In his March 27 piece, Pablo Ordóñez suggests that rather
than divesting, Pomona should “engage
directly with the fossil fuel companies to set standards for sustainability.”  The April 10 response from Eliza Burke and Isaac Harris was spot-on in pointing out that the very nature of fossil
fuel extraction is fundamentally unsustainable, making “standards for
sustainability” meaningless in this context.

I will take the response one step further. It is important for Pomona’s students
to recognize that fossil fuel corporations cannot be persuaded, reasoned with or bargained with; our hope cannot be placed in them to change their practices. As with all corporations, they have one
function and one function alone: to generate profits. As Naomi Klein points out in her excellent book This Changes Everything, three decades
of “coddling conservatives” and attempts to find palatable, market-based solutions have altogether failed. 

As they have repeatedly shown, fossil fuel corporations will
continue extracting dirtier, more extreme fuels despite the warnings of every
major scientific organization in the world; despite the screams of protestors seeking
to protect their lands; despite the floods of Bangladesh and the swallowing of
the Maldives; despite catastrophic spills and explosions; despite the fires and
droughts of the American West; despite the superstorms and ice sheet collapses
and species extinctions.
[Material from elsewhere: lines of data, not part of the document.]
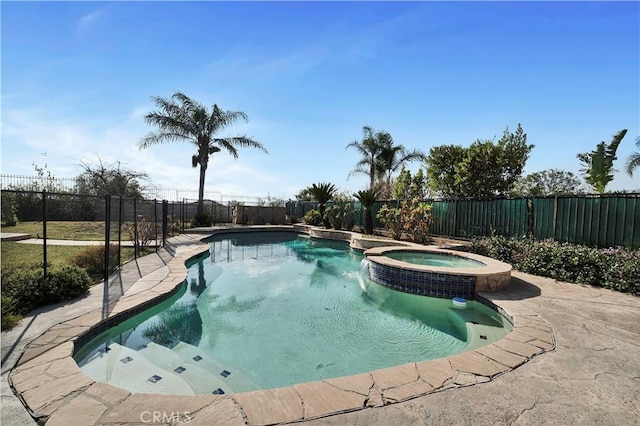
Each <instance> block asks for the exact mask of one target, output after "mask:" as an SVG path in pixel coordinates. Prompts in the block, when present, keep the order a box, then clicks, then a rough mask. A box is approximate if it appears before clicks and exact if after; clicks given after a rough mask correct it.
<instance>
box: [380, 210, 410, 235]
mask: <svg viewBox="0 0 640 426" xmlns="http://www.w3.org/2000/svg"><path fill="white" fill-rule="evenodd" d="M377 217H378V219H380V221H381V222H382V224H383V225H384V226H385V228H387V229H388V230H389V232H391V237H392V238H393V239H394V240H399V239H400V237H401V236H402V231H403V230H404V215H403V214H402V210H401V209H399V208H398V207H389V205H388V204H384V205H383V206H382V207H381V208H380V210H378V214H377Z"/></svg>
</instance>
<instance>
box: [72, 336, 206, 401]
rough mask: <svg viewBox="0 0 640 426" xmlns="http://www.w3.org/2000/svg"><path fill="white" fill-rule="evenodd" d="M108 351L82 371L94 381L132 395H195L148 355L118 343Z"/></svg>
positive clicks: (181, 378) (180, 381) (102, 354)
mask: <svg viewBox="0 0 640 426" xmlns="http://www.w3.org/2000/svg"><path fill="white" fill-rule="evenodd" d="M108 348H109V350H108V351H104V352H102V353H101V354H100V356H96V357H94V358H93V359H92V360H91V361H90V362H88V363H86V364H85V365H83V366H82V367H81V370H82V371H83V372H84V373H85V374H87V375H88V376H90V377H91V378H93V379H94V380H97V381H101V382H105V383H109V384H111V385H113V386H116V387H119V388H122V389H126V390H128V391H130V392H132V393H162V394H168V395H194V392H193V389H192V388H191V387H190V386H189V385H188V384H187V383H186V382H185V380H183V379H182V378H180V377H177V376H176V375H175V374H171V372H170V371H167V370H165V369H163V368H161V367H159V366H157V365H155V364H154V363H153V362H151V361H149V360H148V359H147V358H146V357H145V356H144V354H142V353H140V352H138V351H136V350H134V349H131V348H128V347H126V346H122V345H119V344H118V343H110V344H109V346H108Z"/></svg>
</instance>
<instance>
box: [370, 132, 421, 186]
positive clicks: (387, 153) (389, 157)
mask: <svg viewBox="0 0 640 426" xmlns="http://www.w3.org/2000/svg"><path fill="white" fill-rule="evenodd" d="M378 141H379V143H380V144H381V146H382V149H381V150H380V153H379V154H378V157H377V159H376V162H377V165H376V175H377V176H378V179H379V180H380V181H384V182H385V183H386V185H387V186H388V187H390V186H391V178H392V175H393V173H395V172H397V171H398V169H400V168H401V167H404V165H405V164H406V163H408V162H410V161H415V160H424V159H425V157H426V156H425V154H424V153H423V152H422V151H419V150H415V149H414V150H413V151H409V150H407V149H406V148H405V147H404V146H403V145H394V143H393V139H392V138H391V135H389V134H388V133H384V136H383V137H381V138H379V139H378Z"/></svg>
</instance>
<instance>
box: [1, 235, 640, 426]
mask: <svg viewBox="0 0 640 426" xmlns="http://www.w3.org/2000/svg"><path fill="white" fill-rule="evenodd" d="M182 238H183V241H182V243H184V244H178V245H176V247H182V248H181V249H178V250H176V252H177V257H176V258H174V259H172V260H171V261H169V262H168V263H167V265H165V266H160V267H158V268H156V269H155V270H154V271H152V272H150V273H149V274H141V277H142V278H140V279H139V281H138V282H136V284H135V285H133V286H132V287H131V288H130V289H129V290H130V293H127V296H125V297H124V298H122V299H121V300H120V301H119V302H118V303H117V304H114V305H113V306H111V307H110V308H109V309H108V314H107V315H112V314H115V313H117V312H120V311H121V310H122V309H126V308H128V307H131V306H134V305H135V304H137V303H140V301H142V300H148V299H149V293H155V294H158V292H159V291H161V288H159V287H157V286H158V285H160V286H162V288H163V289H168V288H169V287H171V286H172V285H173V286H174V285H176V284H175V283H176V282H179V281H180V279H179V278H178V275H179V274H184V273H185V271H186V269H185V268H184V260H185V258H186V257H188V256H190V255H191V254H192V253H194V252H197V251H198V250H199V248H198V245H197V240H195V239H191V238H188V237H182ZM181 250H184V251H183V252H182V253H181ZM176 261H177V263H176ZM174 263H175V265H174ZM180 265H182V266H180ZM514 276H515V278H514V279H513V281H512V284H511V286H510V287H509V288H508V289H507V290H506V291H504V292H502V293H493V294H490V295H489V294H487V295H485V296H487V297H490V298H491V299H493V300H494V302H495V303H497V304H499V305H501V306H503V307H504V308H505V309H506V310H507V311H508V312H510V313H511V314H512V315H513V316H514V318H515V320H516V330H515V331H514V333H515V334H514V333H512V334H511V335H510V336H508V337H507V340H508V341H506V342H502V344H501V342H498V343H497V344H496V345H495V346H496V347H493V348H485V349H480V350H478V351H475V352H471V353H468V354H463V355H458V356H456V357H450V358H449V359H447V360H445V361H443V360H437V361H432V362H430V363H431V364H429V363H416V364H409V365H408V366H401V367H398V368H396V369H395V370H389V371H385V370H380V371H378V372H372V373H371V374H369V375H360V376H361V377H357V376H354V377H355V378H351V379H343V380H341V379H335V380H332V381H325V382H318V383H316V384H305V385H297V386H295V387H291V388H283V389H280V390H273V391H260V392H258V393H248V394H236V395H231V396H196V397H175V396H168V397H167V396H159V395H140V394H138V395H131V394H129V393H128V392H126V391H121V390H120V391H118V390H117V389H115V388H112V387H109V386H108V385H102V384H99V383H95V382H93V381H92V380H91V379H89V378H87V377H86V376H84V377H82V376H83V375H82V374H81V373H79V372H78V371H79V370H78V371H76V369H77V366H75V367H74V365H75V363H73V365H72V364H71V363H69V361H67V360H68V359H69V358H68V356H69V354H70V349H71V347H70V346H69V345H70V343H66V344H65V343H62V344H61V342H64V341H69V339H71V338H73V336H74V335H76V334H77V332H78V330H77V328H78V327H80V328H84V329H86V325H85V324H86V323H87V321H86V320H88V319H90V318H89V316H91V317H92V318H94V320H93V321H94V322H95V320H99V319H100V318H102V316H101V315H103V314H104V312H103V310H98V311H99V312H100V314H96V313H92V312H96V309H95V305H93V307H91V306H82V307H81V306H76V304H74V305H71V306H68V307H66V308H60V309H61V311H60V314H61V315H62V317H58V322H59V321H60V320H61V319H65V318H74V317H78V315H80V314H81V313H83V312H86V313H85V314H84V316H83V317H78V319H79V320H78V321H70V322H67V323H66V325H64V326H58V327H55V328H54V329H53V330H52V329H49V331H48V333H45V335H43V336H41V337H40V338H39V339H38V340H37V341H36V342H35V344H34V342H32V343H31V344H30V346H29V348H28V349H27V350H26V352H25V353H24V355H23V357H22V359H21V360H20V362H21V367H19V368H18V369H16V370H15V371H14V373H13V374H12V378H11V379H12V381H13V383H14V385H15V386H16V389H17V390H18V391H19V393H20V394H21V395H22V398H23V399H24V400H25V401H26V402H27V404H28V405H29V406H30V407H31V409H32V410H34V411H36V412H38V413H40V414H42V415H43V416H44V417H43V418H48V419H49V422H48V424H69V422H70V421H73V424H116V423H117V424H149V423H155V424H169V423H170V422H172V421H182V422H188V423H190V424H238V425H242V424H273V423H278V422H287V421H289V422H290V421H299V420H302V419H308V418H312V417H315V416H321V415H324V414H327V413H331V412H337V411H350V410H357V411H353V412H349V413H345V414H338V415H333V416H330V417H325V418H320V419H316V420H309V421H308V422H307V423H308V424H313V425H343V424H363V425H365V424H366V425H387V424H397V425H409V424H443V425H450V424H469V425H472V424H473V425H477V424H491V425H493V424H536V425H537V424H606V425H609V424H611V425H621V424H622V425H624V424H629V425H632V424H633V425H635V424H638V422H639V420H640V399H639V396H638V392H637V391H638V389H640V343H639V342H640V339H639V338H640V309H639V308H640V299H638V298H636V297H632V296H627V295H623V294H618V293H614V292H611V291H608V290H603V289H596V288H590V287H583V286H578V285H575V284H566V283H558V282H555V281H554V280H550V279H544V278H539V277H534V276H531V275H527V274H521V273H514ZM158 283H159V284H158ZM129 296H130V297H129ZM96 299H98V300H97V302H98V303H99V298H96ZM87 300H92V299H91V297H89V298H87ZM92 303H96V301H95V300H94V301H93V302H89V303H87V304H88V305H91V304H92ZM81 304H82V303H81ZM69 309H71V310H74V311H75V315H74V316H68V314H66V313H65V312H66V311H67V310H69ZM43 315H45V314H43ZM87 315H88V316H87ZM54 317H55V316H54ZM80 318H83V319H80ZM52 320H53V319H52V318H49V319H48V320H47V321H43V322H42V323H41V324H42V325H41V326H40V327H41V328H42V329H44V328H45V327H47V324H48V323H50V322H51V321H52ZM545 320H546V321H545ZM27 321H29V322H28V324H35V323H39V322H38V321H37V318H36V319H33V318H32V319H27ZM549 324H550V325H551V326H552V327H553V332H554V334H555V341H556V344H557V347H556V349H555V350H553V351H551V352H548V353H544V354H542V355H538V356H535V354H538V353H541V352H543V351H544V350H546V349H550V348H552V344H551V343H550V342H549V340H551V341H553V335H552V334H551V333H550V329H549V327H548V325H549ZM23 327H24V326H23ZM38 331H40V328H38ZM40 332H41V331H40ZM15 333H24V334H23V335H22V336H21V335H19V334H15ZM38 334H39V333H38V332H37V331H36V332H34V331H33V328H31V331H29V330H27V331H25V330H22V331H20V330H16V331H15V332H14V334H13V335H10V334H8V335H5V333H3V336H2V337H3V342H2V350H3V392H2V396H3V398H2V404H3V406H2V408H3V410H2V422H3V424H9V425H12V424H27V423H22V421H26V420H25V418H24V417H23V418H22V419H19V418H18V415H19V414H20V413H19V412H18V411H19V410H18V408H19V407H17V406H15V401H14V402H12V401H9V400H10V399H11V395H10V394H7V393H6V386H5V382H6V374H4V373H5V372H6V368H7V366H11V363H10V360H11V359H15V353H16V352H19V350H17V351H16V348H19V347H20V342H25V341H29V340H30V339H33V337H35V336H37V335H38ZM12 340H13V342H18V344H17V345H16V346H15V348H14V349H13V353H12V354H9V356H6V355H5V348H6V347H7V344H10V343H11V342H12ZM22 346H24V344H22ZM50 348H53V349H51V350H48V351H47V349H50ZM5 357H6V358H7V360H6V361H5ZM530 357H532V358H531V359H530V360H529V361H528V362H526V363H524V364H522V362H524V360H526V358H530ZM71 362H72V361H71ZM520 364H522V365H520ZM514 367H517V368H515V369H513V370H512V368H514ZM442 372H446V374H441V373H442ZM503 373H504V374H503ZM425 393H428V394H427V395H425V396H421V397H417V398H413V396H415V395H421V394H425ZM336 395H338V398H336ZM406 398H411V399H409V400H407V401H405V402H397V403H394V402H395V401H403V400H404V399H406ZM7 402H9V406H10V409H9V414H7V415H5V411H6V410H5V407H6V406H7ZM383 404H385V406H382V407H377V408H374V407H376V406H380V405H383ZM340 407H342V409H341V410H340V409H339V408H340ZM365 407H367V408H365ZM14 410H15V411H14ZM22 411H23V413H22V414H24V410H22ZM153 411H163V412H166V414H169V412H174V413H175V412H178V413H179V414H178V417H171V418H170V419H167V417H166V416H165V419H164V420H162V419H159V422H153V418H152V417H149V418H147V417H148V416H147V417H145V413H146V412H153ZM187 412H188V414H186V413H187ZM14 415H15V416H14ZM47 416H49V417H47Z"/></svg>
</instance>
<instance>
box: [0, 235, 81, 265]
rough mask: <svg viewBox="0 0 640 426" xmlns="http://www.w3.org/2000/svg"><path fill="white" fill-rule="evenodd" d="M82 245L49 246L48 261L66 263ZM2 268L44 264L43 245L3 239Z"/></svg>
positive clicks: (49, 245)
mask: <svg viewBox="0 0 640 426" xmlns="http://www.w3.org/2000/svg"><path fill="white" fill-rule="evenodd" d="M83 249H84V247H81V246H50V245H48V246H47V262H49V263H50V264H51V265H66V264H67V261H68V260H69V259H71V258H72V257H73V256H75V255H76V254H77V253H79V252H80V251H82V250H83ZM0 256H1V257H0V259H2V269H3V270H4V269H5V268H29V267H33V266H35V265H42V246H41V245H39V244H21V243H17V242H12V241H3V242H2V244H0Z"/></svg>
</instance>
They will
certainly continue extracting despite any effort Pomona might make to
“engage directly with them.” 

We cannot work with the fossil fuel industry to create
climate change solutions. Rather,
the solution lies in delegitimizing these corporations and the current
economic system that they largely created and from which they continue to reap
massive profits. That
delegitimization—the growing effort to undermine the public credibility of
the fossil fuel-based economy—is where divestment comes in.

Pomona must divest from fossil fuels. With recent high-profile
divestment action from Stanford, Syracuse and the University of Maine, the
divestment movement is primed to truly sweep the nation. This action is especially timely in
light of the much-anticipated United Nations Climate Change Conference in Paris
this coming winter, an event considered to be the greatest chance for far-reaching and legally binding climate change action since Copenhagen in 2009.

Pomona should be a leader in the divestment
movement, not be pulled into the future kicking and screaming. Pomona can no longer hide behind the
prospect of lost revenues—many other institutions have taken the great moral
stand of divestment without significant financial hardship. The investment
alternatives are there, and the moral imperative for divestment only
grows. Among the nation’s
top-rated colleges with one of the highest per-student endowments, Pomona is in
a position to make a true difference in the climate movement. The time is now.

Zachary Brown PO ’07 recently received his Ph.D. in climate science at Stanford University, and is
working to create an institute for education and research in remote Alaska.